Einem Kenner des lateinischen Wortlauts von DMC sind wohl alle Namen der Protagonistinnen und deren Darstellung sowie entsprechende Initialformulierungen geläufig; wem das Frauenbuch aber nur aus einer Übersetzung vertraut ist, kann mit der lateinischen Liste und ihren Angaben im Ablativ – d. h. mit dem für jedes Interpretieren maßgeblichen ‘Original’ – nicht sehr viel anfangen; deshalb haben wir gewisse Erklärungen eingefügt, die jedoch nicht ins Uferlose gehen durften, weil Herkunft, Bedeutung und Deutung einer weiblichen Figur letztlich nur aus der jeweiligen lateinischen Schilderung Boccaccios zu erschließen sind.

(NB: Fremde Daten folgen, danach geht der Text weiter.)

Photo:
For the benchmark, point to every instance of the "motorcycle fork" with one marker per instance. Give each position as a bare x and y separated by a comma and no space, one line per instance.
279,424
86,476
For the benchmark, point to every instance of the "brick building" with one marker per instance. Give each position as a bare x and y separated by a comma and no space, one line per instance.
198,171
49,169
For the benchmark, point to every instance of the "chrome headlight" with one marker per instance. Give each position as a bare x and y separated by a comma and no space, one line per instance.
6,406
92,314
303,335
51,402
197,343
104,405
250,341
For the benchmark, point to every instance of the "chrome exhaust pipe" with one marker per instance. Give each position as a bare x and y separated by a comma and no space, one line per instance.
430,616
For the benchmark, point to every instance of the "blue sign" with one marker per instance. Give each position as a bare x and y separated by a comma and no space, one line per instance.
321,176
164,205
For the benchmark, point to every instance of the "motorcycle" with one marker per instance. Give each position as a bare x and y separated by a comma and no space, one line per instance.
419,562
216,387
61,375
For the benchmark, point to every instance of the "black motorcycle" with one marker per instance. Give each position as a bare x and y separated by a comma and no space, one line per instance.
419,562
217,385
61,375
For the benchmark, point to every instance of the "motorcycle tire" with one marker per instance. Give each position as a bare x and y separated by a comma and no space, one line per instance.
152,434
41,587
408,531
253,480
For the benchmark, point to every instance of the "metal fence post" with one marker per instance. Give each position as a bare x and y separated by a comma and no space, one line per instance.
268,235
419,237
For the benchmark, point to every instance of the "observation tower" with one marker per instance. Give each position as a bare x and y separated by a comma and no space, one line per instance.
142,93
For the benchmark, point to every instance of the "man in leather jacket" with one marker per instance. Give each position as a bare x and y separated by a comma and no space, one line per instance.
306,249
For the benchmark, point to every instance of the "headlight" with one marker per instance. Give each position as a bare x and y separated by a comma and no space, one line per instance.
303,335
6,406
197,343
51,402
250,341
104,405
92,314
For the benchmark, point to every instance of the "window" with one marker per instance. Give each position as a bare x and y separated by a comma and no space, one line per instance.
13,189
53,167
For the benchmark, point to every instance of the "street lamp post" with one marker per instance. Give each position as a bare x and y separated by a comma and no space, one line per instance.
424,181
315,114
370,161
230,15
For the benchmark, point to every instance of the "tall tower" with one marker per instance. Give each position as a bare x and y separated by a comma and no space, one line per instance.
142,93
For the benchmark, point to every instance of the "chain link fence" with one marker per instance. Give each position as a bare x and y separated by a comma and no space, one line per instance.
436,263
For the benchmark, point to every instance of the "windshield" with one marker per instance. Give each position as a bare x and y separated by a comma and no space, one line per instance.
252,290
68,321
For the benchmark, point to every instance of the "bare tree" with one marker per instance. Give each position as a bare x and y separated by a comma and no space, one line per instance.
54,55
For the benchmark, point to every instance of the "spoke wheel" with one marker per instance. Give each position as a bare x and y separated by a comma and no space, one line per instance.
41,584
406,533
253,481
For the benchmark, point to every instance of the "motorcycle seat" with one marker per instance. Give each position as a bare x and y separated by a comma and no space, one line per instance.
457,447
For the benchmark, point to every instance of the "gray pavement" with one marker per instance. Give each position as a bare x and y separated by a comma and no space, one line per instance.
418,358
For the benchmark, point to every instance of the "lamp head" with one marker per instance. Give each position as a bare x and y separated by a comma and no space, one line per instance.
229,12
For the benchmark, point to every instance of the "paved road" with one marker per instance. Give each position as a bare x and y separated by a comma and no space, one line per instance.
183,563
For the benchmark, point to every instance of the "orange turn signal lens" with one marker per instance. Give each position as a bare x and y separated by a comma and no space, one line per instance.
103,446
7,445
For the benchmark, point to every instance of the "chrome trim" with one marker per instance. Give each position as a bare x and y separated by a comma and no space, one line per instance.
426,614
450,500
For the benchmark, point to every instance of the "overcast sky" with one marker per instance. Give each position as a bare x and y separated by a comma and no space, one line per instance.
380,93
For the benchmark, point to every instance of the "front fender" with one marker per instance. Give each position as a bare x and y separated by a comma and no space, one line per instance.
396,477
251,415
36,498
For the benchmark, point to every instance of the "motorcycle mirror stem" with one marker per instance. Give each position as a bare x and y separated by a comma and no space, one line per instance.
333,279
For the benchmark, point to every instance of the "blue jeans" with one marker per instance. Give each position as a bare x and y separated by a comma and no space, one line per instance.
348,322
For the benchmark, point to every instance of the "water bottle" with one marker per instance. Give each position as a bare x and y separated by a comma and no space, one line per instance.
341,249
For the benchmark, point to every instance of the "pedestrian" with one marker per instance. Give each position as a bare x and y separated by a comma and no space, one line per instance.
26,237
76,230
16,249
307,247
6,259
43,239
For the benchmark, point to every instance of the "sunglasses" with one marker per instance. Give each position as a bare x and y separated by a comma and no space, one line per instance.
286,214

Bei allen Erläuterungen zu bestimmten Gestalten der Mythologie oder der Geschichte ist zu berücksichtigen, dass es hier nicht um heutige Erkenntnisse, sondern um Boccaccios damaliges Wissen und seine philologischen Vermutungen oder literarischen Annahmen geht. Vieles davon findet man in seinem mythologischen Handbuch De genealogiis deorum gentilium wieder, dort oft ausführlicher dargestellt.